Un paio di assistenti tiravano la corda, uno di loro scandiva ad alta voce il conto dei secondi che passavano, in modo che anche Minovici lo sentisse al di sopra dell’acufene. Ma la prima volta che il professore venne sollevato da terra, e i suoi piedi persero il contatto con il pavimento, un lancinante dolore gli attraversò la gola, mentre le vie respiratorie rimanevano strozzate e i suoi occhi si serravano involontariamente. Minovici segnalò freneticamente agli assistenti di riportarlo a terra, dopo pochissimi secondi.
Per nulla scoraggiato, Minovici decise che gli serviva un po’ di pratica. “Mi lasciai penzolare sei o sette volte, per quattro o cinque secondi al fine di abituarmi“. Dopo questo allenamento, il professore riuscì a resistere fino a 25 secondi mentre era impiccato con i piedi a due metri dal pavimento: lo scotto da pagare per questo esperimento furono due settimane di fitte ai muscoli del collo e alla gola.
Infine, Minovici si preparò all’impresa più pericolosa ed estrema: avrebbe tentato di usare un nodo scorsoio.
Come al solito, i suoi assistenti cominciarono a tirare la corda ma questa volta il cappio si strinse in un attimo, artigliandogli il collo in una morsa di dolore bruciante. Lo shock fu così intenso che dopo soli tre secondi Minovici fece segno di lasciare andare la corda. I suoi piedi non avevano mai lasciato il suolo: nonostante questo, per tutto il mese successivo il professore deglutì a fatica e con sofferenza.

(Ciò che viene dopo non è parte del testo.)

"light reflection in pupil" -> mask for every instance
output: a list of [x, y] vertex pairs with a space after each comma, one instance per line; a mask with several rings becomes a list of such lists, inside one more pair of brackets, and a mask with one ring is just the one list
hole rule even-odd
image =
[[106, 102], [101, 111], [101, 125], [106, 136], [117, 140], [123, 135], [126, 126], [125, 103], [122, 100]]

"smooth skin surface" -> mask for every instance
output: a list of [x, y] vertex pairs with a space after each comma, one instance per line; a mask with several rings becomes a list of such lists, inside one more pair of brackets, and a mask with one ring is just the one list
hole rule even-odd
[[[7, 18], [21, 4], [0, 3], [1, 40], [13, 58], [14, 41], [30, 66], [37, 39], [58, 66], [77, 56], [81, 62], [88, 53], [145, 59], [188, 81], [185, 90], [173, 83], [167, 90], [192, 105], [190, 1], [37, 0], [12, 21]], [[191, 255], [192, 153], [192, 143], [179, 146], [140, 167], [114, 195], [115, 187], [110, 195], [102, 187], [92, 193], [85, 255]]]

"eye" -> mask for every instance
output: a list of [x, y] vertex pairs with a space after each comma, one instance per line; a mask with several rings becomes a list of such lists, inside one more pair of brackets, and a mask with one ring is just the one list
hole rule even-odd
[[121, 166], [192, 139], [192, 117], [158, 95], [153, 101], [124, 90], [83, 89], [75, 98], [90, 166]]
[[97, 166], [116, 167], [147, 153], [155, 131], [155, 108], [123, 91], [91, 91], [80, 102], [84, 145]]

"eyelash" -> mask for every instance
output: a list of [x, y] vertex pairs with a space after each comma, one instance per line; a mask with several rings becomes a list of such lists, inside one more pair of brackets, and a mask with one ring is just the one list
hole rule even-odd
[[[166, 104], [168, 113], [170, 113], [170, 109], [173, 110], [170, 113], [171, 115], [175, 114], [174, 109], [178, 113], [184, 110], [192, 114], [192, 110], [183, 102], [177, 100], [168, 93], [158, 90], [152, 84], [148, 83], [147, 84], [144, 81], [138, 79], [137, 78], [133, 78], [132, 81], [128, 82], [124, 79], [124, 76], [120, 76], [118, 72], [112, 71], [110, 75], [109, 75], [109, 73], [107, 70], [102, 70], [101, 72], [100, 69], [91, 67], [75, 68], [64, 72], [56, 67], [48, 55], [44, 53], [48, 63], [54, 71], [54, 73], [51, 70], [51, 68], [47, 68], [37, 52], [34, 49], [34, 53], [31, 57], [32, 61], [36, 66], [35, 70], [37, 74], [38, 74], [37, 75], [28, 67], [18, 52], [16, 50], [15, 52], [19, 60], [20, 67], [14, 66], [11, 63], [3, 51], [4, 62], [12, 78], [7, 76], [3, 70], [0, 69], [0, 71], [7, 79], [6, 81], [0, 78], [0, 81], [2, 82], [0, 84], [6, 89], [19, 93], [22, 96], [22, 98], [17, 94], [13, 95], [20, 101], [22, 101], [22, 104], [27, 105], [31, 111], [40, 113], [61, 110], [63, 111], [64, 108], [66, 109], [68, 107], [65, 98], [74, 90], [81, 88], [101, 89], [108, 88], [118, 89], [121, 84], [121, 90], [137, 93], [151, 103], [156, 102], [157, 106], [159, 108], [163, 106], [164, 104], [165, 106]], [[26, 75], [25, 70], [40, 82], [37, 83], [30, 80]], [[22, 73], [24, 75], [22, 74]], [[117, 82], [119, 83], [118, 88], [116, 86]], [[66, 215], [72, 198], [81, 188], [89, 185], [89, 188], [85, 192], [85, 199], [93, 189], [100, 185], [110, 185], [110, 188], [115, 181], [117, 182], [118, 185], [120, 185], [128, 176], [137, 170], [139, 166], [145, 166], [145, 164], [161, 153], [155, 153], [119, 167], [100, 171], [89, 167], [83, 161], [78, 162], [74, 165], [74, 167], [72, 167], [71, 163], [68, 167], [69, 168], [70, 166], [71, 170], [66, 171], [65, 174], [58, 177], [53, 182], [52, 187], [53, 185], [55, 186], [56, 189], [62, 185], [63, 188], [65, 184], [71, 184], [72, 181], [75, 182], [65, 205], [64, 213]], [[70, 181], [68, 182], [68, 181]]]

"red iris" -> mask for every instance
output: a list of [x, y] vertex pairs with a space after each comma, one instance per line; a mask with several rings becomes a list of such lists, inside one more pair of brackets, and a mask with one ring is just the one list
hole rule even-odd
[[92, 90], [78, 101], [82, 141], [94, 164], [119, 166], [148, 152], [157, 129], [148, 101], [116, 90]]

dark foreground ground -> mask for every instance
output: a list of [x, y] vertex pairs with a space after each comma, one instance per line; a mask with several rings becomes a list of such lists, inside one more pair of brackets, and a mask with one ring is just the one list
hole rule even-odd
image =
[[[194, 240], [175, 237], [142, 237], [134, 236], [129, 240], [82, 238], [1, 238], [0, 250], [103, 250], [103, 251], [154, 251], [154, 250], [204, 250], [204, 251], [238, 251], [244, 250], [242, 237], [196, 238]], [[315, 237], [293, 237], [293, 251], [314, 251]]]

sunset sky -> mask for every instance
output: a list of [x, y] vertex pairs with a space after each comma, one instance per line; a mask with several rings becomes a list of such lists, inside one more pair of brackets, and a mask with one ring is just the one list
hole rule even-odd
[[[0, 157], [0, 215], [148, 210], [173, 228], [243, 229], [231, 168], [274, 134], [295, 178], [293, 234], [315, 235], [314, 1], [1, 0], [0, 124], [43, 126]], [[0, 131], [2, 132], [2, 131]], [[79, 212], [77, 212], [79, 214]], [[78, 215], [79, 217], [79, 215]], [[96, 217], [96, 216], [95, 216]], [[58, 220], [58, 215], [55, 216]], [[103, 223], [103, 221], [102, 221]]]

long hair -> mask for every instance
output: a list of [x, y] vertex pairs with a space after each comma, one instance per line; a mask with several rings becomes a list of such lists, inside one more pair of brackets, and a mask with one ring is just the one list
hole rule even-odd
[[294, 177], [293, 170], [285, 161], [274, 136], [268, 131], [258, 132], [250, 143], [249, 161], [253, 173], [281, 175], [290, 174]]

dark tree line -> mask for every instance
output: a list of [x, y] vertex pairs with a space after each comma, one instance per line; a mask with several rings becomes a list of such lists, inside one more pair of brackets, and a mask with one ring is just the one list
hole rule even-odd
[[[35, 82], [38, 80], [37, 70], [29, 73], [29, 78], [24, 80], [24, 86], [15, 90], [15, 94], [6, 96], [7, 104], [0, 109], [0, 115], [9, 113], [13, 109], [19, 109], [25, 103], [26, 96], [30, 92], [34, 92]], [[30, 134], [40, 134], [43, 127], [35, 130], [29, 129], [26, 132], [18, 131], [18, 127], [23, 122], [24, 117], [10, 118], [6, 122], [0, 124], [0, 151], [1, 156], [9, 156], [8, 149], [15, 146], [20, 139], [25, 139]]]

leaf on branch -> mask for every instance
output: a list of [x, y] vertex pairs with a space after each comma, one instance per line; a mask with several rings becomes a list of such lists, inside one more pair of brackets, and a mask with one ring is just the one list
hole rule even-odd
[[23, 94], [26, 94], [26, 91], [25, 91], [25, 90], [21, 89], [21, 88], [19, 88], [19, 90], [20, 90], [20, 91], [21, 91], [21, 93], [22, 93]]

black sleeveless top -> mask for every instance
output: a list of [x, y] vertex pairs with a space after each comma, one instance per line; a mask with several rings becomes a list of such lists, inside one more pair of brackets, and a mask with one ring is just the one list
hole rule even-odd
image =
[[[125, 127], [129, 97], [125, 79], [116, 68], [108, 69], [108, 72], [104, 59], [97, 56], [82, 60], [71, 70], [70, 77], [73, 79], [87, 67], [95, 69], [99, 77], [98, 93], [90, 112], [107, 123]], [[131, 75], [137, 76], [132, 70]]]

Oltre agli esperimenti su se stesso, Minovici ne condusse anche altri — meno drammatici — su volontari, che venivano strangolati tramite pressione della carotide e della giugulare. Anche in questi casi, mentre la faccia del soggetto diventava paonazza, si presentavano problemi alla vista, parestesia (sensazioni di formicolii e punture sulla pelle, o di avere gli arti “addormentati”), calore alla testa e acufeni.
La ricerca di Minovici, pubblicata in Romania nel 1904 e in Francia nel 1906, venne ampiamente citata nei successivi studi sull’argomento. Il suo saggio, infatti, non si limitava al resoconto di questi singolari esperimenti di impiccagione, ma riportava casistiche, statistiche, tipi di nodi maggiormente utilizzati dai suicidi, annotazioni di anatomia e via dicendo.
Nicolae Minovici, appassionato di folklore, lungo tutta la sua vita aveva collezionato oggetti d’arte popolare rumena. Quando nel 1941 morì ancora celibe, donò la sua casa e la sua collezione al Paese, e oggi la sua villa a Bucarest ospita un museo etnologico.